Tim Louis of the HandyDart Riders’ Alliance champions the work of new CEO Kevin Desmond.
“On his watch he has committed to simply and productively solving the problem.”
“Technology will allow me without ever removing my Compass Card from my pocket, or tapping it, which I am unable to do, to go through the gate.”
Desmond says it’s a small investment for human dignity.
“People with a disability of that nature that are willing ready and able and have the gumption and human spirit to make it through our system, on their own and independently and want to do that, from a stand point of human dignity, we need to make sure they’ve got that access.”
The report finds only 15-50 people can’t tap Compass Cards themselves.
The cost is up to $5-million.
HandyDART users want service brought in-house
Not everyone is happy; for the third time in six months, disabled HandyDART users flooded the board meeting demanding better service.
Users say the accessible transit service should be brought in-house.

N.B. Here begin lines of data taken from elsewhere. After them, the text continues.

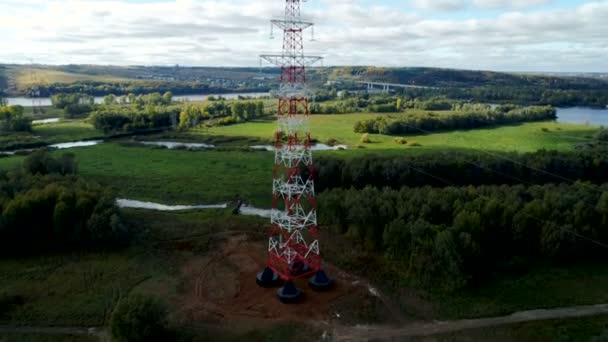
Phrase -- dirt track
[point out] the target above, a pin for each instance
(365, 333)
(97, 332)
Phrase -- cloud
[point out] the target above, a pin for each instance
(441, 5)
(512, 4)
(234, 33)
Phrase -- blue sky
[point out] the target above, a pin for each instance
(504, 35)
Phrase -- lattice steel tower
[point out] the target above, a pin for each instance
(293, 245)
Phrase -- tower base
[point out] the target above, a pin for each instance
(320, 281)
(267, 278)
(289, 293)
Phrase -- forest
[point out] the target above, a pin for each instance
(12, 119)
(463, 169)
(47, 207)
(95, 88)
(463, 116)
(452, 237)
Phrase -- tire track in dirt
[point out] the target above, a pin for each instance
(366, 333)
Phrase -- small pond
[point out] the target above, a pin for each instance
(63, 146)
(173, 144)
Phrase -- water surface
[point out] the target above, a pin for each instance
(172, 144)
(46, 101)
(62, 146)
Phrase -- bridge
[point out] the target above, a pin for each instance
(386, 87)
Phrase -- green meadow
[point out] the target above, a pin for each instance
(527, 137)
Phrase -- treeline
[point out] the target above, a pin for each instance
(141, 100)
(46, 207)
(81, 104)
(463, 169)
(527, 96)
(452, 237)
(73, 104)
(13, 120)
(454, 78)
(222, 112)
(141, 87)
(465, 116)
(128, 119)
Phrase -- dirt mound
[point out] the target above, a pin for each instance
(222, 286)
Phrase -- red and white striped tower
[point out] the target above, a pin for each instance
(293, 245)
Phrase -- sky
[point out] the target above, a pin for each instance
(501, 35)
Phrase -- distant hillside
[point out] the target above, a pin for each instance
(55, 78)
(463, 78)
(3, 80)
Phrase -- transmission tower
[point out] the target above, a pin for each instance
(293, 245)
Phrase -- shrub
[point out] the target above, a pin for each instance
(41, 162)
(332, 142)
(365, 139)
(602, 135)
(139, 318)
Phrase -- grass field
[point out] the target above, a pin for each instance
(540, 288)
(81, 288)
(44, 134)
(526, 137)
(25, 77)
(592, 329)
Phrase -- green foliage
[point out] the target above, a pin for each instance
(365, 138)
(245, 111)
(400, 141)
(139, 318)
(460, 168)
(131, 119)
(42, 163)
(74, 104)
(451, 237)
(602, 135)
(13, 120)
(45, 207)
(465, 116)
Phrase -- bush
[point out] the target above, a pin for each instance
(41, 162)
(602, 135)
(465, 116)
(365, 139)
(12, 119)
(44, 207)
(332, 142)
(139, 318)
(400, 141)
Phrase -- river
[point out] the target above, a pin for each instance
(46, 101)
(583, 115)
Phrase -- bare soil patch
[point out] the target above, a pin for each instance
(221, 287)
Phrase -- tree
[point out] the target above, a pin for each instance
(12, 119)
(259, 109)
(139, 318)
(109, 100)
(167, 98)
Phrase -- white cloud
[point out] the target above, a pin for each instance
(214, 32)
(514, 4)
(441, 5)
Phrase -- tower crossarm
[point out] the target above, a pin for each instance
(291, 24)
(290, 60)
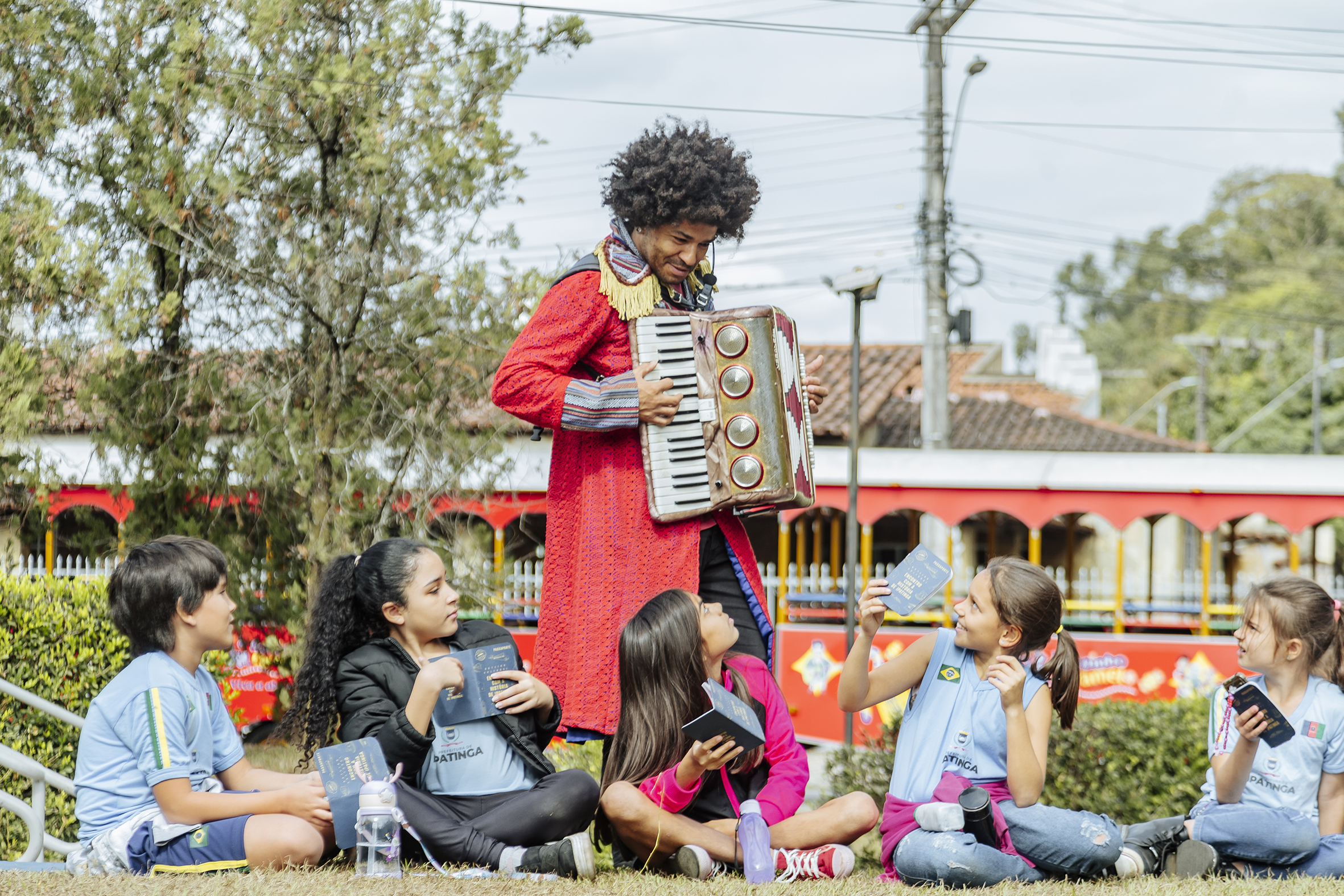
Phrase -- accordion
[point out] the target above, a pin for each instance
(743, 434)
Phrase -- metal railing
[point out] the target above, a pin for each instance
(34, 813)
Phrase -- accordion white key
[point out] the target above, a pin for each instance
(743, 434)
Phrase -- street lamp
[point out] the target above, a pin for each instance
(862, 285)
(976, 66)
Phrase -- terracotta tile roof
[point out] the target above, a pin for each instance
(1007, 425)
(991, 410)
(881, 369)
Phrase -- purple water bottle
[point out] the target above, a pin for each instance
(755, 836)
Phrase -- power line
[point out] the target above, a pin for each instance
(673, 105)
(1108, 150)
(966, 121)
(968, 41)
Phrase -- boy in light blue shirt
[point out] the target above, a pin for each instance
(162, 783)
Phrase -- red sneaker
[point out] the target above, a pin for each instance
(822, 863)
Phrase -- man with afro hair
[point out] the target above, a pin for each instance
(673, 192)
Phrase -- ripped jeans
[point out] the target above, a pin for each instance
(1059, 841)
(1275, 843)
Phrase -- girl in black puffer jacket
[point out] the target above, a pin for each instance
(484, 793)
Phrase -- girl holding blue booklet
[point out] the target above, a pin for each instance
(674, 802)
(979, 715)
(377, 663)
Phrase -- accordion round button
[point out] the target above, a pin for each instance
(732, 340)
(747, 472)
(743, 432)
(736, 381)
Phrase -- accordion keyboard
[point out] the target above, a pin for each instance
(677, 451)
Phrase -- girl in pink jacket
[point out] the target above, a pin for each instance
(674, 804)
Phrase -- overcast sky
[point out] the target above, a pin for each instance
(844, 191)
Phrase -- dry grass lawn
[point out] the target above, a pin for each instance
(342, 883)
(339, 880)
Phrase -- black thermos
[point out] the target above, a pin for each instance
(980, 816)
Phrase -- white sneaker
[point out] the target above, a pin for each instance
(938, 817)
(694, 863)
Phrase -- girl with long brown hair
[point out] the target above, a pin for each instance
(1271, 812)
(674, 804)
(979, 715)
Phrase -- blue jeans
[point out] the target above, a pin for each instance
(1275, 843)
(1059, 841)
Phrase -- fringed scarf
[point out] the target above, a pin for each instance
(635, 291)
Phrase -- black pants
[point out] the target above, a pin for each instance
(719, 585)
(475, 829)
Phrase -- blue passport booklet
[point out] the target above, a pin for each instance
(920, 575)
(338, 766)
(728, 716)
(476, 699)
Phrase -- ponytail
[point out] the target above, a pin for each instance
(1030, 600)
(1062, 672)
(1332, 664)
(346, 614)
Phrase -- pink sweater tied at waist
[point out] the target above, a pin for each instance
(898, 819)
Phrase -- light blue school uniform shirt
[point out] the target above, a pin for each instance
(955, 723)
(152, 723)
(1289, 775)
(473, 759)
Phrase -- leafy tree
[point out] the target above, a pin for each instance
(1264, 263)
(362, 151)
(292, 340)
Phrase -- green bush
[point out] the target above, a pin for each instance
(57, 641)
(1131, 761)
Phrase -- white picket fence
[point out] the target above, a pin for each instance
(65, 566)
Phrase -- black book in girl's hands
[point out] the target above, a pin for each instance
(339, 767)
(476, 699)
(1280, 730)
(920, 574)
(728, 716)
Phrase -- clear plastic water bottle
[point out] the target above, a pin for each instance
(755, 836)
(378, 833)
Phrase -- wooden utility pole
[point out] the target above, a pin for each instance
(933, 410)
(1317, 374)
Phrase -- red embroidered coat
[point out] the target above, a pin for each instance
(605, 555)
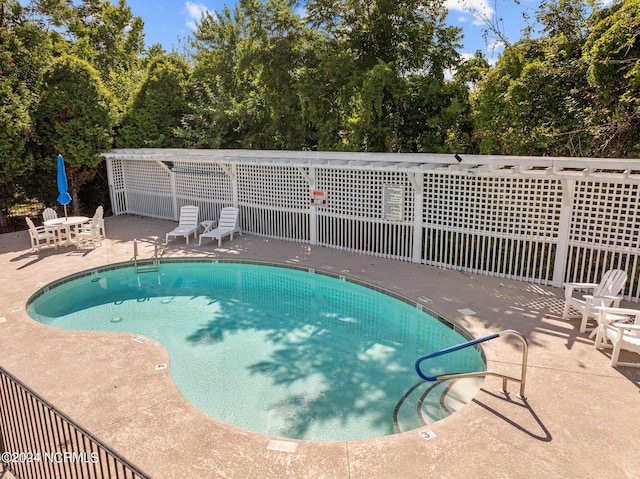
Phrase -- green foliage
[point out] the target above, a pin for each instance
(75, 118)
(111, 39)
(158, 106)
(612, 50)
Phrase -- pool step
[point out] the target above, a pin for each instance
(428, 402)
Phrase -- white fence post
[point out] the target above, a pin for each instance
(564, 229)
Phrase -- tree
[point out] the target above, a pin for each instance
(111, 39)
(396, 47)
(533, 101)
(75, 118)
(612, 50)
(245, 88)
(158, 106)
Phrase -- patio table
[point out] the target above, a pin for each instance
(66, 227)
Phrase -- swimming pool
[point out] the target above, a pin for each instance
(271, 349)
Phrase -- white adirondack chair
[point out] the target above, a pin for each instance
(606, 293)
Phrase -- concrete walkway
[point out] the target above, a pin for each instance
(581, 418)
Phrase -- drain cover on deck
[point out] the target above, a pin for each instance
(282, 446)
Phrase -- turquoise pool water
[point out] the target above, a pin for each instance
(273, 350)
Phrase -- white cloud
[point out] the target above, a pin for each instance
(194, 13)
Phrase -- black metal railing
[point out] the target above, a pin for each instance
(38, 441)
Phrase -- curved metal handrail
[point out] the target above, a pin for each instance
(505, 378)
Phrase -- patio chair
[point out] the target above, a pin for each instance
(49, 214)
(227, 226)
(40, 236)
(605, 293)
(621, 326)
(187, 224)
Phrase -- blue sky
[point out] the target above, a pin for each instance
(166, 21)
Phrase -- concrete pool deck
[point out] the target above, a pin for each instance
(581, 417)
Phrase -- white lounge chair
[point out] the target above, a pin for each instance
(40, 236)
(605, 293)
(49, 214)
(621, 326)
(227, 226)
(187, 224)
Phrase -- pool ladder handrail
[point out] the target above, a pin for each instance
(154, 259)
(473, 342)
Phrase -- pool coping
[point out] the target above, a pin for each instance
(574, 406)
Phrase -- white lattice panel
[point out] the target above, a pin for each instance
(274, 201)
(118, 190)
(605, 232)
(272, 187)
(354, 217)
(148, 189)
(360, 193)
(500, 217)
(507, 226)
(206, 185)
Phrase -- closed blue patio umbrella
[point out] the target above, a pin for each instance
(64, 198)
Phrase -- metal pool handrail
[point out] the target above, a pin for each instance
(505, 378)
(154, 259)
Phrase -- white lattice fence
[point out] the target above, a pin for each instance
(540, 220)
(604, 234)
(274, 201)
(148, 189)
(502, 226)
(355, 218)
(206, 185)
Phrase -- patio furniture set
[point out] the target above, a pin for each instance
(188, 224)
(78, 231)
(617, 328)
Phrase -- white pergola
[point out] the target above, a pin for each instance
(543, 220)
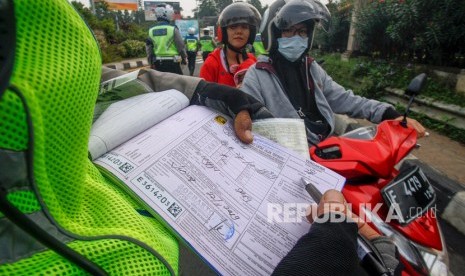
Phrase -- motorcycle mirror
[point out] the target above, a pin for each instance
(416, 85)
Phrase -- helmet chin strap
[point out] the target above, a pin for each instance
(238, 52)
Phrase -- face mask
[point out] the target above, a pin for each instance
(292, 47)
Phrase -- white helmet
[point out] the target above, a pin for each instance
(164, 12)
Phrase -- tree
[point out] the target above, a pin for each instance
(222, 4)
(258, 5)
(206, 8)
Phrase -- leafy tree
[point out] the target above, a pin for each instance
(335, 38)
(221, 4)
(258, 5)
(206, 8)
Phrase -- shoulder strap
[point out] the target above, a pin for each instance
(264, 65)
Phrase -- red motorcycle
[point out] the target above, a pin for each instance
(399, 203)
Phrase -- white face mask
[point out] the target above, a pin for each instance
(292, 47)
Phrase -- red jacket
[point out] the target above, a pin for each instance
(214, 68)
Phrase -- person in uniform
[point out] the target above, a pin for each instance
(165, 45)
(192, 46)
(207, 43)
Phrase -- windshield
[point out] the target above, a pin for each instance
(363, 133)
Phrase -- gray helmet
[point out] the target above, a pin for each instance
(236, 13)
(286, 13)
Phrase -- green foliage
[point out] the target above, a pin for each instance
(335, 39)
(212, 8)
(119, 34)
(427, 31)
(368, 77)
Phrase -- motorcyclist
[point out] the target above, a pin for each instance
(165, 46)
(207, 43)
(292, 84)
(238, 24)
(59, 214)
(192, 46)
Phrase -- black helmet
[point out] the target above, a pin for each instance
(237, 13)
(283, 14)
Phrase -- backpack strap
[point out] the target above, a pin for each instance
(265, 65)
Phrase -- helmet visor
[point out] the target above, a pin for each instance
(298, 11)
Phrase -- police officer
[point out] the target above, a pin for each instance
(165, 46)
(192, 45)
(207, 43)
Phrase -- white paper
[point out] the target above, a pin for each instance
(216, 192)
(127, 118)
(287, 132)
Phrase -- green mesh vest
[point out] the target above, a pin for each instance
(191, 44)
(57, 71)
(206, 44)
(163, 41)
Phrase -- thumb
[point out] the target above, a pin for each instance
(243, 126)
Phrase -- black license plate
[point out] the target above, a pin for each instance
(409, 195)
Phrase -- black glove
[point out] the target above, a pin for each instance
(229, 100)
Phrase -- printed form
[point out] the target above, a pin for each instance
(241, 207)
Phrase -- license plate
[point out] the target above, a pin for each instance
(409, 195)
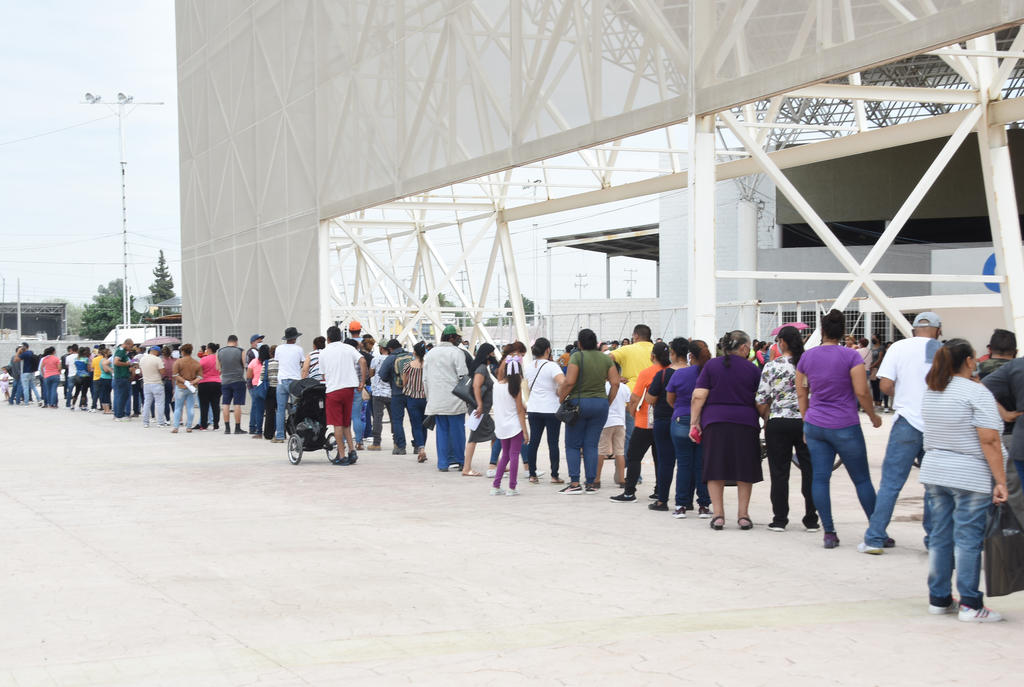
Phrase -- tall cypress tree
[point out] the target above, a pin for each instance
(163, 286)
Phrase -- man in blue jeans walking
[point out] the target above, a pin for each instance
(901, 376)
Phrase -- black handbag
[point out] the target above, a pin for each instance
(568, 412)
(464, 390)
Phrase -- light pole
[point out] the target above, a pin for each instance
(123, 100)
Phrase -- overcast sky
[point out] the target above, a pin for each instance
(60, 194)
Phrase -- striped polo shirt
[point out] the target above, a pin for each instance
(952, 452)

Right now service is provided by American-owned MVT, although the contract is up at the end of the year.
Customers say the company is relying more on the use of taxis to keep up with demand, with one woman saying despite special training, drivers don’t have the sensitivities or ongoing knowledge of their unique needs.
Carolyn Bauer with the Vancouver Taxi Association defended the industry, saying taxis have transported 22,000 passengers, and received only 93 complaints.
The transit authority’s annual report shows HandyDART passengers totaled 1.3 million last year, a decline of 3.2 percent over 2014.
New CEO Kevin Desmond says a robust review is underway, and TransLink is considering bringing the service in-house.
Sex crimes on the rise
Translink’s CEO also says he’s concerned transit sex crimes are on the rise.
Transit Police say it recorded 342 sex offences on transit last year.
That’s more than doubled since 2011.
“The safety and security of our customers is my job number one, our job number one, so yes it is a concern and I’m confident the transit police working with those of us here at TransLink have our hands on it.”
However, Desmond says it’s likely due to an increase in reporting and better awareness.